I think the quarantine helped. We all decided to come together without knowing it would be such a massive event. We’re taking a stand at a critical point in time. Had we not been so constrained, the protest may have been more diluted.
The protest and the primary decisions for fundings happened almost at the same time. How did that inform and affect the conversations around you?
I’ve been having exchanges with people about these topics in relation to funding and arts policies. It’s quite delicate because there are people of colour working in production houses, so there is the question if they are helping to maintain institutions that are not culturally diverse enough. People have been talking about diversity for years and yet we’re still not really tackling it. In funding policies the word urban now seems a synonym for inclusivity; I think it’s shocking that in 2020 we’re still thinking like this. We have to address the inequalities now. We need to take risks in order to grow. It doesn’t mean that now there should be a person of colour on every board; it would be great if whoever has power is informed and educated, has empathy, and is understanding towards the issues.
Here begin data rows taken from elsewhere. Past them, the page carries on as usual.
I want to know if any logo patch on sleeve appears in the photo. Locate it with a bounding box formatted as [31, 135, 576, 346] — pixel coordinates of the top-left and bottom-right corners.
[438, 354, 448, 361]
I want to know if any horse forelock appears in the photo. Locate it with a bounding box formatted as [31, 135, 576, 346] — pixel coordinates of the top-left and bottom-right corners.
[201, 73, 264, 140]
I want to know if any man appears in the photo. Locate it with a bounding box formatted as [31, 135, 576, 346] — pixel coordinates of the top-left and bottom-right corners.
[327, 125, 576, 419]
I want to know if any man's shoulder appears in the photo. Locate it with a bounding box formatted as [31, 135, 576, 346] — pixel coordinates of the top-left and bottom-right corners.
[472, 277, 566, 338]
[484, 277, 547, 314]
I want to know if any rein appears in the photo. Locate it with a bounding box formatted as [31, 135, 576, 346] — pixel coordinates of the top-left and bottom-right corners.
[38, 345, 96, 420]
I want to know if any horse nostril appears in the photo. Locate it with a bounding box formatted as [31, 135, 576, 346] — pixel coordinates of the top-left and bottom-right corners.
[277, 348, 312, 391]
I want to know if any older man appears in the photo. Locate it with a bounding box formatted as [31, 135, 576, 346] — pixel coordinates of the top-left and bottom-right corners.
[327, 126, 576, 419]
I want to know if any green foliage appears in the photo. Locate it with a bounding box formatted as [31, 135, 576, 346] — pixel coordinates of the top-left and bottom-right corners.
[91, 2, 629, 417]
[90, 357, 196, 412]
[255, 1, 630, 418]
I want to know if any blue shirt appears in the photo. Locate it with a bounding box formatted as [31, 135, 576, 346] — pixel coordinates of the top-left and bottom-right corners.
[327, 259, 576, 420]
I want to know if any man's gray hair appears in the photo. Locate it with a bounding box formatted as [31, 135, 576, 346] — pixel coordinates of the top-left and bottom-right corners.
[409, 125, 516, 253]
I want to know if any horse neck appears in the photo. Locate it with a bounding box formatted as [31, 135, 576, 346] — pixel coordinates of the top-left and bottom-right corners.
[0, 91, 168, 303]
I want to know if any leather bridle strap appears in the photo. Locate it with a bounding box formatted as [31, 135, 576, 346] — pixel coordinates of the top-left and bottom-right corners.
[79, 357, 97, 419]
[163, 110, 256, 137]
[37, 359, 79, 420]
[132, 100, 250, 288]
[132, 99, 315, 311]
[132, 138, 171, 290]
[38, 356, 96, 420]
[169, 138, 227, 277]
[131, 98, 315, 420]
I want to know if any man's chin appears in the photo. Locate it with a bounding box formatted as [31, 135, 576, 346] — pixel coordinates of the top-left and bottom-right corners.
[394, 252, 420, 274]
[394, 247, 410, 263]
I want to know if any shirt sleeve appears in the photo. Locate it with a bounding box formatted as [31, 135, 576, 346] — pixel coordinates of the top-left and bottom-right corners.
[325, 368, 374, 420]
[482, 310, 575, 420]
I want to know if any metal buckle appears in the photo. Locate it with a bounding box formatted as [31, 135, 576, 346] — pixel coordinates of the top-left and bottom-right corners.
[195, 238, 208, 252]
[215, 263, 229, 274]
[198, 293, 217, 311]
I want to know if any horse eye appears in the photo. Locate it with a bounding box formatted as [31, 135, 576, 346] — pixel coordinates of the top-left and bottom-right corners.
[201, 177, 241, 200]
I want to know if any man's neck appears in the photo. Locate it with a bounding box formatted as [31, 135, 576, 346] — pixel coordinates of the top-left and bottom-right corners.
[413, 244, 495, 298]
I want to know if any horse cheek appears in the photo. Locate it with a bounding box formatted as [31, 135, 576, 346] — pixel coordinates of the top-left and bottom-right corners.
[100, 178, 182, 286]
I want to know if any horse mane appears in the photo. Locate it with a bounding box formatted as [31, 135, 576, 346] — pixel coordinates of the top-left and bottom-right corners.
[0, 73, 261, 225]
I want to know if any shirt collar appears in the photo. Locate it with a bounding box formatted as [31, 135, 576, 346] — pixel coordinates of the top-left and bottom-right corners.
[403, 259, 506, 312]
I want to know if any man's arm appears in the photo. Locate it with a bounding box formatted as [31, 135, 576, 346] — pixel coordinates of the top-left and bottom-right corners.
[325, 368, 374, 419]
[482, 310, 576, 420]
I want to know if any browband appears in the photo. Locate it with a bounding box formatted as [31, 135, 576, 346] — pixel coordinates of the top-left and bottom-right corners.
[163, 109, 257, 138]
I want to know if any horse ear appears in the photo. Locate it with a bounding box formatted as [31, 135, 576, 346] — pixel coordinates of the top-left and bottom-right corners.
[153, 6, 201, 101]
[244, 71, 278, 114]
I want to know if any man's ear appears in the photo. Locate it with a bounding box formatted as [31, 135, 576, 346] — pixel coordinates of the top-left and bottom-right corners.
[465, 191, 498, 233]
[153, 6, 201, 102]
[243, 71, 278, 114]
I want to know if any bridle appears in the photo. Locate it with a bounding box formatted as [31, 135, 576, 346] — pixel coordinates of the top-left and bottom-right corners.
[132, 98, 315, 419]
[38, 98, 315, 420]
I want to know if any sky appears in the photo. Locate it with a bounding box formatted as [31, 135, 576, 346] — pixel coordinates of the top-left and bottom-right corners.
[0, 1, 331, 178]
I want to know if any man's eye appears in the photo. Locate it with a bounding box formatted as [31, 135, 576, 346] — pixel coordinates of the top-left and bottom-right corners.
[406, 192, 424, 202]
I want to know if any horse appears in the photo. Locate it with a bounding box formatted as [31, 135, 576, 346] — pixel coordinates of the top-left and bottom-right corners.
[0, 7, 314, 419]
As a black maker, I wonder if it is the climate in the art scene that makes me create work in which I question this political body. If it weren’t such a topic, would I still be so concerned with it? When I first started, it was the first thing I tried to move away from. Because I thought if I used that, it would be what was expected of me and my black body. I ended up fighting it too much and trying to make “Western contemporary” works. And even then, in a review, someone saw Venus or Serena Williams, while I was working so hard not to be associated with the stereotype of my body.
Where, when, and how do you think the whole issue accomodating to discrimination starts?
When I think about my time at school I realise a massive change is needed there. We navigate the information we are given there to enter the work field. And I felt systemic discrimination and oppression during this process. I didn’t receive my propaedeuse certificate after my first year, not because of my grades but because I was too polite. I had it then and still feel it now, it’s a cultural thing, it’s how I have been brought up by my parents. I was always taught to be polite and modest and not to be too loud, to make sure I could blend into the crowd. I felt that my teachers expected me to be an angry black woman. That is a cliché that stereotypes me and whether applied consciously or not, creates false expectations. It has to change.